Both Julia Gillard and Tony Abbott spent what seemed like a disproportionate amount of their time in marginal seats. They knew only too well how important those seats were.
Marginal seats are oftetn pivotal to election victory and that’s where New Zealand’s election next year will be won or lost.
I might forgive a first year politics student for getting things so horribly wrong, but not an MP. Yes marginal seats are crucial in Australia – that is because they determine the election – whomever wins the most electorates wins.
But NZ has MMP. And apart from the occasional minor overhang, wining electorate seats does not gain you mroe overall seats in Parliament, as you get fewer list seats if you do. Your totla number of seats is determined by your share of the party vote.
Currently, the National-led coalition Government of four parties has 16 more seats in Parliament than the Labour-led opposition of three parties. How many more seats does Labour have to win to be in a position to form the next government by having more seats than National?
The answer is only nine seats – if the nine seats are won by Labour off National and Labour wins all its current seats.
In Labour’s favour, National has nine “marginal” seats which would be lost to Labour with a swing of less than 3 per cent.

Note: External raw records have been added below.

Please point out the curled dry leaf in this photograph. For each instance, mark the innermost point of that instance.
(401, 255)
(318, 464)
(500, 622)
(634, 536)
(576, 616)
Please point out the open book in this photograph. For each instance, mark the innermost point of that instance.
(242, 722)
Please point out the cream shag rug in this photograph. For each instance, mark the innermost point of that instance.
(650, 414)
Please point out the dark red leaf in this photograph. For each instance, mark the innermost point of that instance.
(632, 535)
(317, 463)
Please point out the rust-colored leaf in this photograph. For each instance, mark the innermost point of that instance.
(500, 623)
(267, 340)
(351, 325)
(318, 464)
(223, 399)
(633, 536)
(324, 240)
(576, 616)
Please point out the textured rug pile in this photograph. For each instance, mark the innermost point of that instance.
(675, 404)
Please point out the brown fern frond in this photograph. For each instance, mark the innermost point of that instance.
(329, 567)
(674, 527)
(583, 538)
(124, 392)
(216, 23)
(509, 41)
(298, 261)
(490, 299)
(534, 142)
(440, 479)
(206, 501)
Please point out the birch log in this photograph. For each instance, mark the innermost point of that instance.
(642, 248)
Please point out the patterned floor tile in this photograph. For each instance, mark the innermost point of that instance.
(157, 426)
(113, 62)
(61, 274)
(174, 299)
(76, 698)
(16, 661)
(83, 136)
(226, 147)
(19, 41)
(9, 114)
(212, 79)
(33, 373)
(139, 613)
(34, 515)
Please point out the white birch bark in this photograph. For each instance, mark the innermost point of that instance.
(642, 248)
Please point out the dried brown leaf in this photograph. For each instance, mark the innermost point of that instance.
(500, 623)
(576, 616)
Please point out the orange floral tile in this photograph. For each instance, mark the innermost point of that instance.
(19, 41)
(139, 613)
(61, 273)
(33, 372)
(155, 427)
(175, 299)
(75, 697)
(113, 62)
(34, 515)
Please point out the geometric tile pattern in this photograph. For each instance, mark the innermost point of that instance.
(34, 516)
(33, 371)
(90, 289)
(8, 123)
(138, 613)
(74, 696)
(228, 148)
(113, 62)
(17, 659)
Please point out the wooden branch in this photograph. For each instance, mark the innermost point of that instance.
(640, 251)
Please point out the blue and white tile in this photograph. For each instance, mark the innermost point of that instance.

Anderton is horribly wrong. so wrong, I don’t know whether it is stupidity or worse. If Labour won nine more electorate seats, then they would have nine fewer list seats.
What Labour need to win is to lift its party vote by 7%, not to win nine more electorate seats. Winning electorate seats is desirable, but Anderton fails POLS101 by making such moronic errors. And winning more party votes happens in all seats, not just nine marginal seats.
As far as the “party vote” is concerned, the clear evidence is that where a major party is picking up electorate seats from its opponent, it is also increasing its share of the party vote.
Actually it goes the other way around. If you increase your party vote in a seat, then the electorate vote tends to increase. But you need to increase your party vote in all seats.
If the party vote grew by 14% in the nine marginal seats, and stayed the same everywhere else, then the overall growth in the party vote would be around 2% only.
Anderton also makes some other errors, or over-states his case:
For example, Roy Morgan polls over the past six months show National and its support parties tracking downwards, with the latest (October 17) showing their support has dipped to 55 per cent from a high of 58.5 per cent in July. Meanwhile, Labour and its support parties have slowly but steadily tracked upwards – support now at 45 per cent compared to 41.61 per cent at the 2008 general election.
The 45% for the opposition includes NZ First who are not in Parliament and who have not made the threshold.
On that Roy Morgan poll Labour and the Greens would win only 51 seats out of 123 – which is fewer seats than they got in 2008.
More importantly, the confidence rating for the Government is down from a 72 per cent approval level late last year to the current 60.5 per cent. The disapproval rating over the same period has increased from 16.5 to 24 per cent.
Find me one other Government in the world with a confidence rating so high after two years in office. A net approval rating of +36% is staggeringly high.
Of course National can lose the next election. As they say a week can be a long time in politics. But Anderton’s op ed is literally garbage – it is a FPP analysis of an MMP election. If he was a student at university he’d get a F.